Hi I am going to make a reliable draft genome of a cultured bacteria. This is my FastQC report on Miseq reads from a genome sequencing project of bacteria prior to any trimming:
http://www.yumpu.com/en/document/view/58094396/r1-a
The original sequencing is a paired end but to focus on my problem, here I just put the QC of the forward (-->) direction. the other one has the same problem too. Quality trimming based on Q20 with Sickle, gives this:
https://www.yumpu.com/en/document/view/58094466/r1-b
Which I thought was not fine yet, so I used FastX and awk command to trim for 18n from the beginning and after 200 n length form the end of all reads and 194 n for the problematic tile 2117. then I applied the q20 and other default setting for final trimming with Sickle. this is the out put:
https://www.yumpu.com/fr/document/view/58094503/r1-c
Isn't that too much of trimming? is this necessary to go that far? there are still warnings in some parts like sequence duplication level or kmer content. should I go further to solve this warnings? are they important in my case?
Thanks everybody!
FastQC is overly protective, and most often warnings aren't something you should really worry about.

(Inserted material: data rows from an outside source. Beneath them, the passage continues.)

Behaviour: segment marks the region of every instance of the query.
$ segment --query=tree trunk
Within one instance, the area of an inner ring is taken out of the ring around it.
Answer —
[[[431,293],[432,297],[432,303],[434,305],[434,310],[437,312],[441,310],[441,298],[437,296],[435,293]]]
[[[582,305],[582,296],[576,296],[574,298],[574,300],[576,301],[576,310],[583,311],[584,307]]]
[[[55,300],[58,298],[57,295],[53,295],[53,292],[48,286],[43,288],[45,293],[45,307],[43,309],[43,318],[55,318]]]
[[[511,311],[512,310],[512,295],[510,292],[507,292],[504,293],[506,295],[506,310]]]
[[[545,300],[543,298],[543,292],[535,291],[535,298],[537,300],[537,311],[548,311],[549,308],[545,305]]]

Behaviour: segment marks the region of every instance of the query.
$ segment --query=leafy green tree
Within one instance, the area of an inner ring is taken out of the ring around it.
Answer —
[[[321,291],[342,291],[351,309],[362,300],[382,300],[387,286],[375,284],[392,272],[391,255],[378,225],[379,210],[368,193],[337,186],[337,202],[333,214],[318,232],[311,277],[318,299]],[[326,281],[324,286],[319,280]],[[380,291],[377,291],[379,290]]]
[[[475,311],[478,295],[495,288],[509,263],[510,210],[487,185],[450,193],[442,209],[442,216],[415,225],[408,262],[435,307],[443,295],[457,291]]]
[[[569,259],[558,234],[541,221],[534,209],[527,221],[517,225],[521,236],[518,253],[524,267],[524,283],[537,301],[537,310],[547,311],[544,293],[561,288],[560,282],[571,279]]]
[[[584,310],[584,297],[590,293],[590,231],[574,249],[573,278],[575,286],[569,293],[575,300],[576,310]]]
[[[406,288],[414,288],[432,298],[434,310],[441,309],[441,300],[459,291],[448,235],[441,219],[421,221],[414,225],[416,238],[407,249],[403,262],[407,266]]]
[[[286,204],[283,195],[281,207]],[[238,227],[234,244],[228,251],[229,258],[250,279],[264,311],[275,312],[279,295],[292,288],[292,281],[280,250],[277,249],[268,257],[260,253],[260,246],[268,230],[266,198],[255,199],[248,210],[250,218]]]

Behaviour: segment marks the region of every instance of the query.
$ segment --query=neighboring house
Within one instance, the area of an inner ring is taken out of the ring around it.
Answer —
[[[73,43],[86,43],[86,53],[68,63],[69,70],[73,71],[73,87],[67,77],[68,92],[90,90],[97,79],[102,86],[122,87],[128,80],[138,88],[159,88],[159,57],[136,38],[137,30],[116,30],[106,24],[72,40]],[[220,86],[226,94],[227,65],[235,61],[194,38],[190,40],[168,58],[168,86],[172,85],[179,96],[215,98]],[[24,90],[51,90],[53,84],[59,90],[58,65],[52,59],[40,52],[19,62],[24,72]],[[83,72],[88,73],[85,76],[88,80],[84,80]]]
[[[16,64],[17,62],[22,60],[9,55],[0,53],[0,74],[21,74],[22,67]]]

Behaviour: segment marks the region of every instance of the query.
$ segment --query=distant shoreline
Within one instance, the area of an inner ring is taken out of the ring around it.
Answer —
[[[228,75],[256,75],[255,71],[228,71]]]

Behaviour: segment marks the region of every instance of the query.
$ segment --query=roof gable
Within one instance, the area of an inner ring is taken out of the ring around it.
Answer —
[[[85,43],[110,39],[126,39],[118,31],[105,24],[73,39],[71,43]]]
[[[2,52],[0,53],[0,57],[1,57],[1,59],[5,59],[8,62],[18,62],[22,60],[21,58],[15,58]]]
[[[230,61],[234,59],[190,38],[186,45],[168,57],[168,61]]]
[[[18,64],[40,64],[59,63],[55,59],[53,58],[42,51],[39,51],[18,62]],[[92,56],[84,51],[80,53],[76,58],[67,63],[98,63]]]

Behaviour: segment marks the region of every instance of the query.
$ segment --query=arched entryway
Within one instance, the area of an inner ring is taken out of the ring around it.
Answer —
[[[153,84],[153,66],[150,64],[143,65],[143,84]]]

I think you have a typical quality profile for reads 2x300, I use prinseq-lite to trimming my reads by quality mean and setting to max lenght of 250 bases, and my assembly was fine (I use spades). I think that was enough, and could works for you, but it also depends on your read depth coverage.
thank you but did you have a look at the reports? Shouldn't I worry about parameters like duplication rate or per base sequence content etc.?
But whats the problem? It could also depends of the genome complexity, do you know how much complex is it? (or expected to be?) if you want, you can also filter reads of low linguistic complexity or high entropy, but I donĀ“t know if this is recommended for de novo assemblies. I would not do it.